The pressure and competition of the job market is programming students to be workaholics starting from college and in some case, high school.

“Sometimes we feel like we’re just tools for processing information. That’s what we call ourselves—power tools.” says an anonymous student-government officer from Princeton in an interview with The Atlantic.

Students from well-recognized universities tend to have difficulties with their schedule and in the future at their workplace mostly because of the focus on rigorous academics that prevents making other commitments.

According to a survey from Gallup and Strada Education Network, 73 percent of incoming freshman from 2000 to 2009 enrolled in order to get a better job.

But, only 34 percent of current students believe colleges are preparing them for success.

On the other hand, only 11 percent of business leaders strongly agree that educational institutions are properly forming the future workforce.

This statistic even applies to community colleges.
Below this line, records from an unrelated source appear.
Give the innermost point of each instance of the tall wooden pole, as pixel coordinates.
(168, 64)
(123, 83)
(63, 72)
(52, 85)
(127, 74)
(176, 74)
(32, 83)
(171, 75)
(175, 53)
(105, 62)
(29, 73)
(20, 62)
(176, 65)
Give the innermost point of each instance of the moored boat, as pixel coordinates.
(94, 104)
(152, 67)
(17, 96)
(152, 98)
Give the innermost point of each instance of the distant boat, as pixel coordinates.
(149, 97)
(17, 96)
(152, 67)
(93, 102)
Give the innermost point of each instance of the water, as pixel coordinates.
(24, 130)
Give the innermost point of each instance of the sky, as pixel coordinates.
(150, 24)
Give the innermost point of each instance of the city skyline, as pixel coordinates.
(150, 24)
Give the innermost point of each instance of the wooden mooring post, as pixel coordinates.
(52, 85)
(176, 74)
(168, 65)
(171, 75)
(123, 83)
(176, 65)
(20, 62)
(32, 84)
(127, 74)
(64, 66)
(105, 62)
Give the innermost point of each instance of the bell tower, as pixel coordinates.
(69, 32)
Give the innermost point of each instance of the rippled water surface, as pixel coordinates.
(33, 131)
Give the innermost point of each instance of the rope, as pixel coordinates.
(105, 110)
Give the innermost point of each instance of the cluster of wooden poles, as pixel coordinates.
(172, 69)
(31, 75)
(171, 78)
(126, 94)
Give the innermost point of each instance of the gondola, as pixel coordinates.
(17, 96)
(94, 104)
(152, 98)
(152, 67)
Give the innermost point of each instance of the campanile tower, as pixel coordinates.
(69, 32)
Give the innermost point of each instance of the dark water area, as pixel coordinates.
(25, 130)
According to, the lighter workload and an uninvolved campus life makes students difficult when they transfer to four-year university.

The last two years in a university with rigorous classes can make the transfer students have difficult time in catching up with their classes, and overall, miss opportunities to work or get involved in other programs.

The rising workforce created a competitive job market that makes students place “popular” or well-paid majors over their passions.

Colleges are trying to prepare the students with tough courses that forces students to leave their commitments that teaches practical skills.

It is a loop both parties are stuck in.

“There’s so much instability in the world now and nervousness about unemployment,” says Professor Charles Van Loan in an interview with Cornell University student newspaper.

“I think it’s really pronounced now. I would say that in my day, we had it much easier than [today’s] generation.”